When I first started taking food photos I used to do a lot of stupid things. I’d google map the venue the night before in a panic to check if any trees were obscuring the moneyshot out the front. I’d look up reviews to get a feel of the space then panic if the room was too small, too big, too wide or too narrow. I’d panic if there weren’t any spare tables to take a food shot. I’d panic about insufficient light so would place food as close to windows as possible. But here’s the most idiotic of all my amateur habits; I would panic about not having enough photos, or not looking busy enough, and would take the same photo of the same plate at the same angle at least 6 times. This is dumb for a couple of reasons; 1) only an fool does the same thing twice and expects a different result, and 2) spinning the plate around or moving a step the the left to mix it up a little can completely change the photo. It pays to stop and re-evaluate and for real pondering over a plate of pickled mushrooms with a camera in hand makes you look legitimately professional.

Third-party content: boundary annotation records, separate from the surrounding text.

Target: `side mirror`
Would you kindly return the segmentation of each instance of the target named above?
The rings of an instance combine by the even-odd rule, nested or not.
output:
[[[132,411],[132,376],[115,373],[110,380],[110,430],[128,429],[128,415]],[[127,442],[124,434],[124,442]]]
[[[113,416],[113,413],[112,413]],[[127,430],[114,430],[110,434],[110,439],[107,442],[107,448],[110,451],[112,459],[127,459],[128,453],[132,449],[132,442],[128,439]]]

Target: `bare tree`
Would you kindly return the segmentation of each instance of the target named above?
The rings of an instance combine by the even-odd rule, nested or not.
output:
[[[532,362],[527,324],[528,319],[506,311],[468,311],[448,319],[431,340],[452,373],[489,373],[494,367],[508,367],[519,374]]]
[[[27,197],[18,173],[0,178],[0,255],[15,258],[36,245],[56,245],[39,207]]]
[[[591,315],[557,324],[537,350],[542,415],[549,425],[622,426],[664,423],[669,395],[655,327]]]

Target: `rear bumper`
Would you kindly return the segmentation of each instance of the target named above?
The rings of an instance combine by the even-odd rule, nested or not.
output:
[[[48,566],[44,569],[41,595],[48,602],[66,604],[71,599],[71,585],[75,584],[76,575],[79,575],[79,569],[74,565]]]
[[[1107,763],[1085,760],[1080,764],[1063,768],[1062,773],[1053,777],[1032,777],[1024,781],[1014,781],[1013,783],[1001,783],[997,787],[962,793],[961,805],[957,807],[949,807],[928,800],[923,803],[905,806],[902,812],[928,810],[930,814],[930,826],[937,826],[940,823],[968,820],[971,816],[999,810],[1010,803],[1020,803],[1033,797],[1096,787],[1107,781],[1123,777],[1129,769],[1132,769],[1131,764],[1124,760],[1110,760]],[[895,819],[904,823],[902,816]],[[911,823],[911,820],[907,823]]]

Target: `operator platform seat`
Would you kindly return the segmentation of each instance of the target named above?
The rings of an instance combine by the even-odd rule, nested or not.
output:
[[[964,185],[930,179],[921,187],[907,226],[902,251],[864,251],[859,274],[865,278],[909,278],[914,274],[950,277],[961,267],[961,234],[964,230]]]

Light sources are many and varied and chances are you’ll be confronted by a number of different ones at your table. The Foley Lane challenge was to find the correct balance since I was shooting beside windows. On top of this I had the added annoyance of an indecisive sunny/overcast day, a major pain in the arse, so plates and settings were constantly being adjusted whenever an obnoxious cloud glided by the sun. Another challenge is that many of these plates were smattered with white food; ricotta of doom, mozzarella of death. White foods are hard to shoot. Do not get me started. They are testament to the fact shooting at the same angle with the sun does nothing to flatter said dish (this is just a personal philosophy here) so shoot at an angle to score some sweet shadows for definition. Here’s an example of how shuffling things around and ever so slightly changing your angle can make for a much better photo; all I did was swap the mushrooms and fried green tomatoes, moved a coffee and crouched a little lower.

But the most important thing is to keep calm and carry on (and don’t take the same photo 6 times). You can’t go wrong with background greenery. Be alert but not alarmed when white food is involved. Blurred hands and cutlery give that ~rustic, human touch~ if you’re into that sort of thing. Take photos of all the dogs. There might just be an enormous Bloody Mary waiting for you when you’re finished.